Reata Pharmaceuticals, Inc. (Nasdaq:RETA) (“Reata” or the “Company”), a clinical-stage biopharmaceutical company, announced today that the Phase 3 portion of the CARDINAL study of bardoxolone methyl (bardoxolone) in patients with chronic kidney disease (CKD) caused by Alport syndrome met its primary and key secondary endpoints.  After 48 weeks of treatment, patients treated with bardoxolone had a statistically significant improvement compared to placebo in mean estimated glomerular filtration rate (eGFR) of 9.50 mL/min/1.73 m2 (p<0.0001).  After 48 weeks of treatment and a four-week withdrawal period, patients treated with bardoxolone had a statistically significant improvement compared to placebo in mean retained eGFR of 5.14 mL/min/1.73 m2 (p=0.0012).  Bardoxolone treatment was generally reported to be well-tolerated and showed a similar safety profile to the Phase 2 portion of the CARDINAL study.  Based on these positive results, and subject to discussions with regulatory authorities, the Company plans to proceed with the submission of regulatory filings for marketing approval in the United States and internationally.

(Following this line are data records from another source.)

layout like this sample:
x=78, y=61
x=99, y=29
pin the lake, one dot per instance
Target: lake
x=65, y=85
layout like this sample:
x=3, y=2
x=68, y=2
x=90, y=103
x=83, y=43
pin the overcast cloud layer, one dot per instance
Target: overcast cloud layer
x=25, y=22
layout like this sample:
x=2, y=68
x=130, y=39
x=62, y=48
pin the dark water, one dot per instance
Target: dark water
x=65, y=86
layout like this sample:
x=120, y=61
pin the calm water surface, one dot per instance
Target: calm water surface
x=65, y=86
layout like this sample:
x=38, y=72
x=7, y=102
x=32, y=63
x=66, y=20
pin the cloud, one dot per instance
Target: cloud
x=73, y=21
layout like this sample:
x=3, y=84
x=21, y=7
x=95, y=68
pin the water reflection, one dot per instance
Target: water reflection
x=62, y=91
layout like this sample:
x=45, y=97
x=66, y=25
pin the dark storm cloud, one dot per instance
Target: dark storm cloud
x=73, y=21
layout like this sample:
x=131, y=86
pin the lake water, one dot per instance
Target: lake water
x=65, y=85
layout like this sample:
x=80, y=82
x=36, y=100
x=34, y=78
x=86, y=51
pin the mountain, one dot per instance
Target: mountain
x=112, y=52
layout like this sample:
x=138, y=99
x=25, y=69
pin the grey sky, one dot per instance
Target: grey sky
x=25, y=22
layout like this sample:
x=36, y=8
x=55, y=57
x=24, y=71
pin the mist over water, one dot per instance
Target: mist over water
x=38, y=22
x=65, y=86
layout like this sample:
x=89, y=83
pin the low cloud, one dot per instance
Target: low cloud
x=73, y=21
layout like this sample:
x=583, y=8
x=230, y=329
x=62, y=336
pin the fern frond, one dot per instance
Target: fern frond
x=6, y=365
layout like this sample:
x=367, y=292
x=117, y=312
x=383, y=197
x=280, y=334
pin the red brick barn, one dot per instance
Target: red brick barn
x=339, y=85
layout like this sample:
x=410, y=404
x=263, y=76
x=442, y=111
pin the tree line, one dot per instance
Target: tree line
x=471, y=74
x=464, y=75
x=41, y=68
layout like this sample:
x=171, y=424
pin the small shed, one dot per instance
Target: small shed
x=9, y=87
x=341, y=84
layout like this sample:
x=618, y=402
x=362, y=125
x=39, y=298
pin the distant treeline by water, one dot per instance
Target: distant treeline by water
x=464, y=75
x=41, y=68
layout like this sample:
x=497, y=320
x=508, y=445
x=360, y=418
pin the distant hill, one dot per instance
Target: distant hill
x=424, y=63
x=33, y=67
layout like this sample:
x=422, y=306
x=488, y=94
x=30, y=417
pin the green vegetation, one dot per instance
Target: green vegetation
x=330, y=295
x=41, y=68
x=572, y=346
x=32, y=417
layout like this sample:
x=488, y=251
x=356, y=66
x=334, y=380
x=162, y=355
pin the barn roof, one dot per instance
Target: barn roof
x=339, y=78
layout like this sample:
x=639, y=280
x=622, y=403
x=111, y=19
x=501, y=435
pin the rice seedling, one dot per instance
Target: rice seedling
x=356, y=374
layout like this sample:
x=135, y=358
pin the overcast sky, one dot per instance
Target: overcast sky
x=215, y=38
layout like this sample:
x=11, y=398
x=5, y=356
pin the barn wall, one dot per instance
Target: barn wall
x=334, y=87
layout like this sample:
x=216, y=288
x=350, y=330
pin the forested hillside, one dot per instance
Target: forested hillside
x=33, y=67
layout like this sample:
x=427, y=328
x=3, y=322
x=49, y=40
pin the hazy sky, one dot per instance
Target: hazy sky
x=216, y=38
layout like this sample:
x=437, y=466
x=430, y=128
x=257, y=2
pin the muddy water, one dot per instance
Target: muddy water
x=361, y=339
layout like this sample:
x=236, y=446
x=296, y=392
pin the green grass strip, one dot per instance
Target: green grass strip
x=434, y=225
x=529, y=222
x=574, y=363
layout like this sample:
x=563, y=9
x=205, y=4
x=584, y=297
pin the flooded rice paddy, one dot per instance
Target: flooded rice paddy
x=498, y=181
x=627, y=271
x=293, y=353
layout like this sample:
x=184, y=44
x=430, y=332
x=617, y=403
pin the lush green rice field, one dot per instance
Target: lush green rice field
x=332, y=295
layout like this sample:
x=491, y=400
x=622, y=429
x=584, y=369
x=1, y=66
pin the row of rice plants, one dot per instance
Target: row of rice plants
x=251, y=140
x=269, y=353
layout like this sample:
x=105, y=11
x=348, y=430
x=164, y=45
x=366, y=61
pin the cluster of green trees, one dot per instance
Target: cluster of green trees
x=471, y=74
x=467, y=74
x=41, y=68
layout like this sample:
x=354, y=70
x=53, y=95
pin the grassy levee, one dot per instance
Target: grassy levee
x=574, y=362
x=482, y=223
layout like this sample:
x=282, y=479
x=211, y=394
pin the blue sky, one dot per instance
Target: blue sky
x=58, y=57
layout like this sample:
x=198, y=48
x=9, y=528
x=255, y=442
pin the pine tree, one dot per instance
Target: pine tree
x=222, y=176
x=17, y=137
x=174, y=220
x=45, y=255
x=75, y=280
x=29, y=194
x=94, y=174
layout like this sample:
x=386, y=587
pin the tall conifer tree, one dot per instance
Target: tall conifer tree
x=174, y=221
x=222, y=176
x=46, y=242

“The first year results from the CARDINAL study are very promising.  This provides hope to the entire Alport syndrome community that we could finally have the first therapy to treat this rare, genetic kidney disease,” said Lisa Bonebrake, Executive Director of the Alport Syndrome Foundation.  “The Alport Syndrome Foundation is grateful to the patients who participated in the study.  Their willingness to contribute to our understanding of bardoxolone is a gift to all patients facing the devastating impact that Alport syndrome can have on their lives, others with the disease in their family, and those who care about them.  We also extend our deepest gratitude to the clinicians and their institutions for conducting this study and caring for these patients through the process, and to Reata Pharmaceuticals for investing their scientific expertise in the search to find a therapy for Alport syndrome.”

“Patients living with Alport syndrome experience a severe and progressive loss of kidney function that can lead to the need for chronic dialysis treatment or a kidney transplant in the prime of their lives.  The CARDINAL trial of bardoxolone is the first study in which a therapy halted the progression of chronic kidney disease in patients with Alport syndrome,” said Warren Huff, Reata’s President and Chief Executive Officer.  “On behalf of everyone at Reata, I would like to express my sincere appreciation to all of the patients, families, and investigators who are participating in the ongoing CARDINAL study.”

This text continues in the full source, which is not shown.